Learning the Preferences of Ignorant, Inconsistent Agents

Authors: Owain Evans, Andreas Stuhlmueller, Noah Goodman

AAAI 2016 | Conference PDF | Archive PDF | Plain Text | LLM Run Details

Reproducibility Variable Result LLM Response
Research Type Experimental We present a behavioral experiment in which human subjects perform preference inference given the same observations of choices as our model. Results show that human subjects (like our model) explain choices in terms of systematic deviations from optimal behavior and suggest that they take such deviations into account when inferring preferences.
Researcher Affiliation Academia Owain Evans University of Oxford Andreas Stuhlm uller Stanford University Noah D. Goodman Stanford University
Pseudocode Yes Figure 2: We specify agents decision-making processes as probabilistic programs. This makes it easy to encode arbitrary biases and decision-making constraints. When automated inference procedures invert such programs to infer utilities from choices, these constraints are automatically taken into account. Note the mutual recursion between agent and exp Utility: the agent s reasoning about future expected utility includes a (potentially biased) model of its own decision-making.

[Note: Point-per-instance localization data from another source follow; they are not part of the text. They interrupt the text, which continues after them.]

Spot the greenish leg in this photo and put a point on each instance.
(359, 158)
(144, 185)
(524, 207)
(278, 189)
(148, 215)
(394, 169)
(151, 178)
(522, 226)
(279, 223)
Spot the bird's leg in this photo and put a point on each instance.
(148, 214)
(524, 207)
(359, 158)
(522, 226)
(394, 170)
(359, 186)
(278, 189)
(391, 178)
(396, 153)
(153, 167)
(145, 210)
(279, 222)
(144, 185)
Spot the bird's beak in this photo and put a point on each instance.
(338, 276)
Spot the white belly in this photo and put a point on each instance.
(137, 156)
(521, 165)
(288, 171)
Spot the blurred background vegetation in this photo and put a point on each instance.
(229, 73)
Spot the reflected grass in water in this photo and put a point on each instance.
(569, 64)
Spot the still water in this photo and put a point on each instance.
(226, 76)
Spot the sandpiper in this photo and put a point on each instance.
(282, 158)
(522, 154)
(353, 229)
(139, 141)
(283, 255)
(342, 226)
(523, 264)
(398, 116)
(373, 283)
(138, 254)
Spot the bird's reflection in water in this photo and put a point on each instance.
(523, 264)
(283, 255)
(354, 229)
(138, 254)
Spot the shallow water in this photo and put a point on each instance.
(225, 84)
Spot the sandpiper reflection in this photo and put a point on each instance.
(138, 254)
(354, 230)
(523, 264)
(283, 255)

Open Source Code No The paper states 'We implemented the model described above in the probabilistic programming language Web PPL (Goodman and Stuhlm uller 2014).' however, it does not provide an explicit statement or link for the open-source code of their specific model implementation.
Open Datasets No The paper describes conducting a 'behavioral experiment in which human subjects perform preference inference' but does not specify a publicly available or open dataset, nor does it provide access details for the data collected from the human subjects.

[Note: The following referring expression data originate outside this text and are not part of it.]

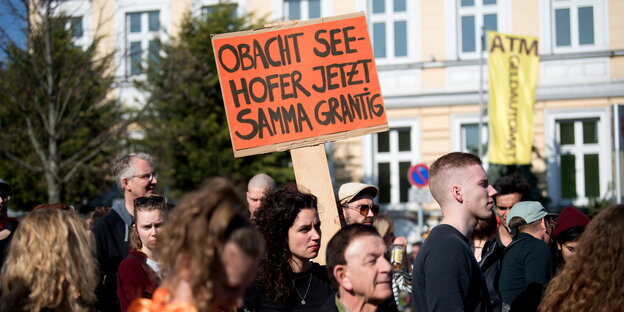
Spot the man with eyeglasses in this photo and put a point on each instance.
(135, 177)
(510, 189)
(7, 225)
(528, 262)
(356, 203)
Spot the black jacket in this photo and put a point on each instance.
(112, 239)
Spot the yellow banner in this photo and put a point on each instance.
(513, 65)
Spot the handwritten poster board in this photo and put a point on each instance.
(299, 84)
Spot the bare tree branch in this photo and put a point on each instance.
(22, 163)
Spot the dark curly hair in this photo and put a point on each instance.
(592, 279)
(275, 216)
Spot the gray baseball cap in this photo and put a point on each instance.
(4, 185)
(530, 211)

Dataset Splits No The paper does not provide specific details regarding training, validation, or test dataset splits.
Hardware Specification No The paper does not provide specific details about the hardware used to run its experiments.

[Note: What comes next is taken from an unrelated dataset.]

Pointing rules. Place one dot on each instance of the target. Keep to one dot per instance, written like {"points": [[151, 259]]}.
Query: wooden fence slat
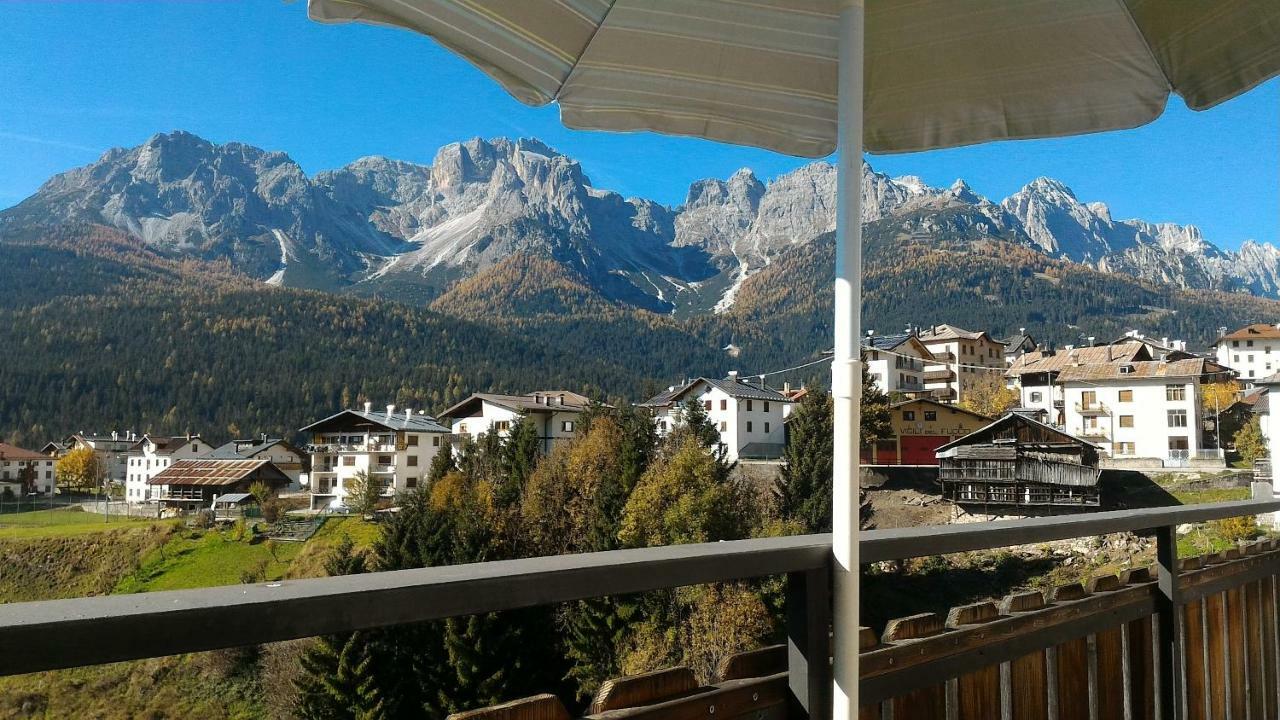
{"points": [[644, 689], [924, 703], [1237, 680], [1193, 659], [1217, 664], [978, 692]]}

Software Dependencies No The paper mentions using 'Web PPL (Goodman and Stuhlm uller 2014)' but does not provide a version number for it or for any other key software components.
Experiment Setup No The paper mentions 'For the Bayesian inference corresponding to Equation 1 we use a discrete grid approximation for the continuous variables (i.e. for U, p(s), k and α) and perform exact inference using enumeration with dynamic programming.' however, it does not provide specific hyperparameter values or detailed system-level training settings.